Wingspan designer Elizabeth Hargrave, the co-founder of TTGDA, dismissed Dancey’s suggestion when speaking to BoardGameWire the day after his departure from AEG.
She said at the time, “I absolutely do not think AI could be prompted to come up with even the basic idea for those games, let alone a fully fleshed out ruleset for them. For fun, I’ve prompted several different options for ideas for Wingspan cards and not one of them has given me an actionable idea.
“I had a friend who ran a rulebook through AI for proofreading and it hallucinated that people needed to shout ‘bingo’. Apparently that’s AI’s conception of board games right now.”
She told BoardGameWire at the time that the TTGDA board had been discussing the use of AI in board game design, adding that it was “a conversation we need to have with our membership”.

She said, “We’re working on a model contract to offer to our members right now, and that will offer a clause that designers can request that will require publishers not to use AI in their final product. A lot of contracts ask us to certify that a board game design is our own, and not plagiarized.
“It’s my opinion that using AI in a final product goes against that, because it’s using a machine that’s built entirely on plagiarism.”
Hargrave added last month, “I do see people using AI for things like generating a bunch of placeholder names in a prototype. They’re often clunky options but they do the job when you know everything will change 50 times before you’re done anyway. I’m not aware of anyone who has successfully actually gotten good, original ideas for mechanisms from AI.
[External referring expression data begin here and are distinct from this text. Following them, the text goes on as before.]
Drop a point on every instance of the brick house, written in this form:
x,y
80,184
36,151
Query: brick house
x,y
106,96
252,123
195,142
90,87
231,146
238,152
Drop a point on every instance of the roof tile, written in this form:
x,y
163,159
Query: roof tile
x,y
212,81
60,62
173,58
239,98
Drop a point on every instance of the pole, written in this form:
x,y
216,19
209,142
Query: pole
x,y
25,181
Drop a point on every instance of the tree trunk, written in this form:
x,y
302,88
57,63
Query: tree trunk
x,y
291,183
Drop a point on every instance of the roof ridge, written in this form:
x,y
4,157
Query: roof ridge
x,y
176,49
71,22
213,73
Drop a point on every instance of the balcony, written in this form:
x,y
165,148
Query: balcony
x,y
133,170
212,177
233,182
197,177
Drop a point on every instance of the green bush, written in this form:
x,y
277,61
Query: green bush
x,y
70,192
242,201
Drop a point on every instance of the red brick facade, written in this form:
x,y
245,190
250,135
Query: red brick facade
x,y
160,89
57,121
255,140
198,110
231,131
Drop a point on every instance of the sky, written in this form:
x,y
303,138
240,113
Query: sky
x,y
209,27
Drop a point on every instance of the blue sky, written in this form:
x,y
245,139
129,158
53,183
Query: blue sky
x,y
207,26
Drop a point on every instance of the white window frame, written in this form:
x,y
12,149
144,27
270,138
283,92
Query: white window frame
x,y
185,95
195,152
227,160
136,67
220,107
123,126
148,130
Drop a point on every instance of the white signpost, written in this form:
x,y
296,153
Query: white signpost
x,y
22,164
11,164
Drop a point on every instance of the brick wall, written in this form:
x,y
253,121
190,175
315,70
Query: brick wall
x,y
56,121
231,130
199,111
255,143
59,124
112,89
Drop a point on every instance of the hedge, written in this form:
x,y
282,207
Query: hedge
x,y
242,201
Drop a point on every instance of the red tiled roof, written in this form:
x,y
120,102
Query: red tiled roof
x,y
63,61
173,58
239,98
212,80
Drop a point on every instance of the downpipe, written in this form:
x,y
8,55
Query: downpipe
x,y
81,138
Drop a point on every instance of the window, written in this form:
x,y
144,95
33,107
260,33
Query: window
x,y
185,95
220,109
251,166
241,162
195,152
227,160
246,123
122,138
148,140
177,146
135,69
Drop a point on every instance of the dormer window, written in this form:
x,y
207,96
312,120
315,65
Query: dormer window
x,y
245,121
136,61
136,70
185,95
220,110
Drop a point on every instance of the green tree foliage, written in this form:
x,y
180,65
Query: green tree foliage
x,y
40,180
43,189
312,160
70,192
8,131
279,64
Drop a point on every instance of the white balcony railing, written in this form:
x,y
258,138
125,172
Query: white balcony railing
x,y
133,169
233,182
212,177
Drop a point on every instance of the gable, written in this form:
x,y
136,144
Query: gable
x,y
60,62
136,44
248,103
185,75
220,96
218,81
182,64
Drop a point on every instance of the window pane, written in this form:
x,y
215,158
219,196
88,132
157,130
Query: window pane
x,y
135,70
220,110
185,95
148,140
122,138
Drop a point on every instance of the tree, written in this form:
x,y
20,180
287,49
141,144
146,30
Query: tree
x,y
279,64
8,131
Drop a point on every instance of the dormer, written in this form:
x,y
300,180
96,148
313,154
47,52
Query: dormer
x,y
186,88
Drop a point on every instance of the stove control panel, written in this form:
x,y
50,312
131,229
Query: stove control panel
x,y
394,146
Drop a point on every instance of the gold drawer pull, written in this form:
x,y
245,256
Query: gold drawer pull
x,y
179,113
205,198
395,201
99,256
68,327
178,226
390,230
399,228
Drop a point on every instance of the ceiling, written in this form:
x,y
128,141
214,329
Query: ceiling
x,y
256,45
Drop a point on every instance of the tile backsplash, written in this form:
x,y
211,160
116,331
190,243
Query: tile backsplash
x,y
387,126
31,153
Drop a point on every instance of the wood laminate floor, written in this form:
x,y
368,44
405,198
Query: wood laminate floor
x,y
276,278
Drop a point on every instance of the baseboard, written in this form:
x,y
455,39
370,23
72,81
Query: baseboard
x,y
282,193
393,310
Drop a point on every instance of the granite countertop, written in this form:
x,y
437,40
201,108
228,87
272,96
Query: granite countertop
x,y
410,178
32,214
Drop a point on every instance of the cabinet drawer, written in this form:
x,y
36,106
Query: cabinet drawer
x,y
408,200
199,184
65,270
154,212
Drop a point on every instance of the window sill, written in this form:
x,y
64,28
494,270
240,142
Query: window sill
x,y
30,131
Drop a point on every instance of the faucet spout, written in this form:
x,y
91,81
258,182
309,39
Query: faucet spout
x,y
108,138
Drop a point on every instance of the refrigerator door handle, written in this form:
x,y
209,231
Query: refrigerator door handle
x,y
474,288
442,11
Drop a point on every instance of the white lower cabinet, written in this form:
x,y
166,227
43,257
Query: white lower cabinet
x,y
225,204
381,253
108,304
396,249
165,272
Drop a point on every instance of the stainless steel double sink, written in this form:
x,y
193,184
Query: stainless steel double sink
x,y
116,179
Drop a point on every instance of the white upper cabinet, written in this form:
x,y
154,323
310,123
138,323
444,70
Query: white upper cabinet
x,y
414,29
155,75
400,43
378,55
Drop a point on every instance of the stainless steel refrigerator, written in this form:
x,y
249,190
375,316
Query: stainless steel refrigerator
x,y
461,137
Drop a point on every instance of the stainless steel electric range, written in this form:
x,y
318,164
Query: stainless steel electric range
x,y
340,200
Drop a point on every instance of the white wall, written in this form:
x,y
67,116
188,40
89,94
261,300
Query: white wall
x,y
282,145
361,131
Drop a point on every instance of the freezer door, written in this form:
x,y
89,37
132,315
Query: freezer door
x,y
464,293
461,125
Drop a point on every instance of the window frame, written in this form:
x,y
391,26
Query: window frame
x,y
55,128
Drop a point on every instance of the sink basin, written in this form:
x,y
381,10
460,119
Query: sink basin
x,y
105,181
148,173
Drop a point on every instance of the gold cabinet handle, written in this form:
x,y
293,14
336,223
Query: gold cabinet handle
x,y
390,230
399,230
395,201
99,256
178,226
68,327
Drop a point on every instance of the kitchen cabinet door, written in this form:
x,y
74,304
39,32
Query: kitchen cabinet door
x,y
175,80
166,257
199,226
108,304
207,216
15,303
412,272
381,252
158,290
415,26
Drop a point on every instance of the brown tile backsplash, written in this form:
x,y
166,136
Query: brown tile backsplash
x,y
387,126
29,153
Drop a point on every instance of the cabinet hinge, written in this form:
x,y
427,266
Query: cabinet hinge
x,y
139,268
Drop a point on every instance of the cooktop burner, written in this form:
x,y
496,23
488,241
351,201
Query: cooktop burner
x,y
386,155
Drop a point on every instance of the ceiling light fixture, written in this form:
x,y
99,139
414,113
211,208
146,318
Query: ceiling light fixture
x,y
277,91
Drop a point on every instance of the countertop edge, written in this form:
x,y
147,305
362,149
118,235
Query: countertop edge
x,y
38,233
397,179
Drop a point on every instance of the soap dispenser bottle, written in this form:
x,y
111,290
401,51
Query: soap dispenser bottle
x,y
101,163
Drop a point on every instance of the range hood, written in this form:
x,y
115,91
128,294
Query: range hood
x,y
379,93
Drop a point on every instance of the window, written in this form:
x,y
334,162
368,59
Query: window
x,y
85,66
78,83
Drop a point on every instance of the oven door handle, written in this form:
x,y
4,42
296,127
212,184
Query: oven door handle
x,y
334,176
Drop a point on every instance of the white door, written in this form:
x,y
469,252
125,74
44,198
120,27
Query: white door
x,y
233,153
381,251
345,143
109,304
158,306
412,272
“What I wish we were talking about is how AI could be built to help designers run models of their games repeatedly to catch weird edge cases or broken strategies. I wish someone would build that tool instead of the language models that just focus on advanced auto-complete.
“This would never replace actual playtesting with humans for psychology and actual fun, but it might save me some repetitions.”
The TTGDA survey noted that one of the most common additional uses mentioned was as a source for help with probability, mathematics, and thinking about balance.
It said, “In some cases, designers are having the AI write spreadsheet formulas that they then use to do calculations in the spreadsheet. In others, they are simply asking the AI to do calculations.
“However, nearly as many designers said they had quite poor results with asking LLMs to do math, reporting errors and hallucinations. For example, one designer who used ChatGPT to calculate detailed probabilities (e.g. how often a certain set of cards might appear in a starting hand) said when they checked the results, they were wrong ‘roughly 1/4th of the time’. Another called ChatGPT ‘surprisingly bad at maths’.”
Last week board game publisher Awaken Realms responded to a wave of anti-AI art review bombing for its upcoming crowdfund, Concordia: Special Edition, by saying no AI-generated imagery will be used in the finished game.
Awaken Realms is one of highest-profile tabletop publishers to confirm it uses AI image generators, with other notable adopters of the technology including Stronghold Games – which attracted significant ire for its use of AI art in its $2.2m More Terraforming Mars! crowdfunding campaign.
The technology has been widely criticised by artists angry that the models are built upon their work without licensing or recompense, in addition to outcry over its environmental costs and threats to jobs in the creative and other industries.